Письмо к Борису Пастернаку, 10 февраля 1923 г.
Уже шестнадцати лет я поняла, что внушать стихи больше, чем писать стихи <…>. Не хочешь ревности, обиды, ранения, ущерба – не тягайся – предайся, растворись всем, что в тебе растворимо, из оставшегося же создай видение, бессмертное. Вот мой завет какой-нибудь моей дальней преемнице, поэту, возникшему в женском образе.
«Пленный дух» (1934)
С великим поэтом-символистом Александром Блоком Цветаева никогда лично не встречалась, хотя и присутствовала на двух его вечерах в Москве в мае 1920 года. Ее семилетняя дочь Аля (Ариадна Эфрон) записала, какой была мать во время чтения Блока: у нее «было грозное лицо, сжатые губы, как когда она сердилась. <…> в ее лице не было радости, но был восторг»[58]. По окончании вечера в Политехническом музее, 9 мая 1920 г., Цветаева послала Алю за кулисы передать Блоку конверт с посвященными ему пятью стихами 1916 года – но от встречи с поэтом подчеркнуто воздержалась. Цветаева рассказывает, по свидетельству Надежды Нолле-Коган, близкой знакомой Блока, что тот, получив стихи Цветаевой «прочел молча – читал долго – и потом такая до-олгая улыбка»[59]. Однако Блок не сделал попытки связаться с Цветаевой и не ответил ей ни лично, ни стихами; а летом следующего года его не стало.

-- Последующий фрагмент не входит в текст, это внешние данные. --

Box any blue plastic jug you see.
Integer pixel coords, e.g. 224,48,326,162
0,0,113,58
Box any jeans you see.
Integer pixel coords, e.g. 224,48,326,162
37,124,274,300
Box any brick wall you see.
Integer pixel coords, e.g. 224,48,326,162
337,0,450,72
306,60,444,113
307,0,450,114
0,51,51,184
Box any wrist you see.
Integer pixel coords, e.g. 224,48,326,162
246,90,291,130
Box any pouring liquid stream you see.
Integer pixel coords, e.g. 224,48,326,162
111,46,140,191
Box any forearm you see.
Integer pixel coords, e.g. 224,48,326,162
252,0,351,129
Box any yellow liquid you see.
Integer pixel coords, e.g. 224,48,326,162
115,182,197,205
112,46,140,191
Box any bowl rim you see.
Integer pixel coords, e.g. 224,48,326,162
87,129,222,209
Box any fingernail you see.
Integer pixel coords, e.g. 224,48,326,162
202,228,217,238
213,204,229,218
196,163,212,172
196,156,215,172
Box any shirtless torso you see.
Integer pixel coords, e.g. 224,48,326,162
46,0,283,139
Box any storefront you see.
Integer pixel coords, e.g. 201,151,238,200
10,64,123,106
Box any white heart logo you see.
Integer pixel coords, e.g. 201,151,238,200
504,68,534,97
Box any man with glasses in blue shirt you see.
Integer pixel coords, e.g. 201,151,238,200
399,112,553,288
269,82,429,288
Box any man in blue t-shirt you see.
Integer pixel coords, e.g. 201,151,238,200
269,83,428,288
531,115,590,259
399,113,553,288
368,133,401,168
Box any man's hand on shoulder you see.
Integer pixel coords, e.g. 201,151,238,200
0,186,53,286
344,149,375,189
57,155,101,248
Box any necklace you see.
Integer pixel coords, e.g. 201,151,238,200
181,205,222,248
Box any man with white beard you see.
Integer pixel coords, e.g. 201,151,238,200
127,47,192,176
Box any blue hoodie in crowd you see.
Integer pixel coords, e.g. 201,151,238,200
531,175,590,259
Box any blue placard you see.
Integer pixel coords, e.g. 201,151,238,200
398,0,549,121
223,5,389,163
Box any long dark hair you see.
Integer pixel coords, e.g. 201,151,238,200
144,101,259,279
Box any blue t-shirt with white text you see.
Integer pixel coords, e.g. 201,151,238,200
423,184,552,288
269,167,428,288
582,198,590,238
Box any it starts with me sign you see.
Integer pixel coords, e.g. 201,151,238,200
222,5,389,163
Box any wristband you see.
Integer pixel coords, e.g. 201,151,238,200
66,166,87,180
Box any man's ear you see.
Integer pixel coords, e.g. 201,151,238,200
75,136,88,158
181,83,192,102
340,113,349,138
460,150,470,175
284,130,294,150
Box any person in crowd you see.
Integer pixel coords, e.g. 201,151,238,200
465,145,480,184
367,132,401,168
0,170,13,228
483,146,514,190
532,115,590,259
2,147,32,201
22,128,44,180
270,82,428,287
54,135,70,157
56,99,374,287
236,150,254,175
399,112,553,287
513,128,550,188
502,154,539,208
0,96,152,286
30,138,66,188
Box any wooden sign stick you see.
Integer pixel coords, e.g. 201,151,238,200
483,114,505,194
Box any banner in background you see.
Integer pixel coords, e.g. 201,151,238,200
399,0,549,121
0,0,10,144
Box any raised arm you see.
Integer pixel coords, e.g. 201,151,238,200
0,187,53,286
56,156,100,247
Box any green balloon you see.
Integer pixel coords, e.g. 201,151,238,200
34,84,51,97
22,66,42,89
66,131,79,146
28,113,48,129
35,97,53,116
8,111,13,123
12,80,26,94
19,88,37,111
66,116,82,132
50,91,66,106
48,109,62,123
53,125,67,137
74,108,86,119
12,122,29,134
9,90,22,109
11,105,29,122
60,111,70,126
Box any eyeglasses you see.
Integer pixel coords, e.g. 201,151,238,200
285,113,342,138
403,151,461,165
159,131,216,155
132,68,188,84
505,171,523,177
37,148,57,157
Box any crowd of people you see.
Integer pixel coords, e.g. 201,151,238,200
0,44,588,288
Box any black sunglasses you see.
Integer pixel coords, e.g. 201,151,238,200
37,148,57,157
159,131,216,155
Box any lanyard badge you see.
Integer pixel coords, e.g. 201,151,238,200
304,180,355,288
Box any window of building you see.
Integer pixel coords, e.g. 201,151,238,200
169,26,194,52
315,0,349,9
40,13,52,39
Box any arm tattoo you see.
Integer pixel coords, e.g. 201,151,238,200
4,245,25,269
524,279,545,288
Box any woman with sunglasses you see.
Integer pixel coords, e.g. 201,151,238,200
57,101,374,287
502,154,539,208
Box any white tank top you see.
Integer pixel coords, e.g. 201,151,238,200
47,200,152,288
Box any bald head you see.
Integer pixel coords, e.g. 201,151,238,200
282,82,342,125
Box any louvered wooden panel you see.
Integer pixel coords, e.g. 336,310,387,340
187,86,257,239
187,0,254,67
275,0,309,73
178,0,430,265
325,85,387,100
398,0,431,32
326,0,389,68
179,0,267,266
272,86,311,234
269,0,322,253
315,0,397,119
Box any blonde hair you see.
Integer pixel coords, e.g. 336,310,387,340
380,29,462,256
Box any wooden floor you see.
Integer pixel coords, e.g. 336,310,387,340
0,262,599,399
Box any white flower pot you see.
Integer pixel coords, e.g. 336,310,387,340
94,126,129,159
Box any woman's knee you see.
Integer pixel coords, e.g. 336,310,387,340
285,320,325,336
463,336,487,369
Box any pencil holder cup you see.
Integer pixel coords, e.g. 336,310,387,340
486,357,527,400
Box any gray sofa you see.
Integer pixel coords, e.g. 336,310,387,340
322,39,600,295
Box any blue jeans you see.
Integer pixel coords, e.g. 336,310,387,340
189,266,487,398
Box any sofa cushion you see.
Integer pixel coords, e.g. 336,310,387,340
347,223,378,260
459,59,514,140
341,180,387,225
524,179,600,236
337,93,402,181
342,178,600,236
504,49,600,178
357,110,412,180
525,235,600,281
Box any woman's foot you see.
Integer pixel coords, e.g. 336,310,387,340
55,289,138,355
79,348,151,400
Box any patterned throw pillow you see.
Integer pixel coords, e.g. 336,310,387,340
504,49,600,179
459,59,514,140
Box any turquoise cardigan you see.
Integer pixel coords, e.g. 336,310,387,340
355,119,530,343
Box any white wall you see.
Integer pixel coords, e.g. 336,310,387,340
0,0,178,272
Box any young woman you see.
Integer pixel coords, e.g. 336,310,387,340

Невстреча с Блоком продолжала мучить Цветаеву и годы спустя; вот как она вспоминает об этом в письме к Пастернаку 1923 года:
«<…> я в жизни – волей стиха – пропустила большую встречу с Блоком (встретились бы – не умер), сама 20-ти лет – легкомысленно наколдовала: – “И руками не потянусь”. И была же секунда <…>, когда я стояла с ним рядом, в толпе, плечо с плечом (семь лет спустя!), глядела на впалый висок, на чуть рыжеватые, такие некрасивые (стриженый, больной) – бедные волосы, на пыльный воротник заношенного пиджака. – Стихи в кармане – руку протянуть – не дрогнула. (Передала через Алю, без адреса, накануне его отъезда). <…> мой жизненный опыт: опыт опасных – чуть ли не смертных – игр»[60] (6: 236).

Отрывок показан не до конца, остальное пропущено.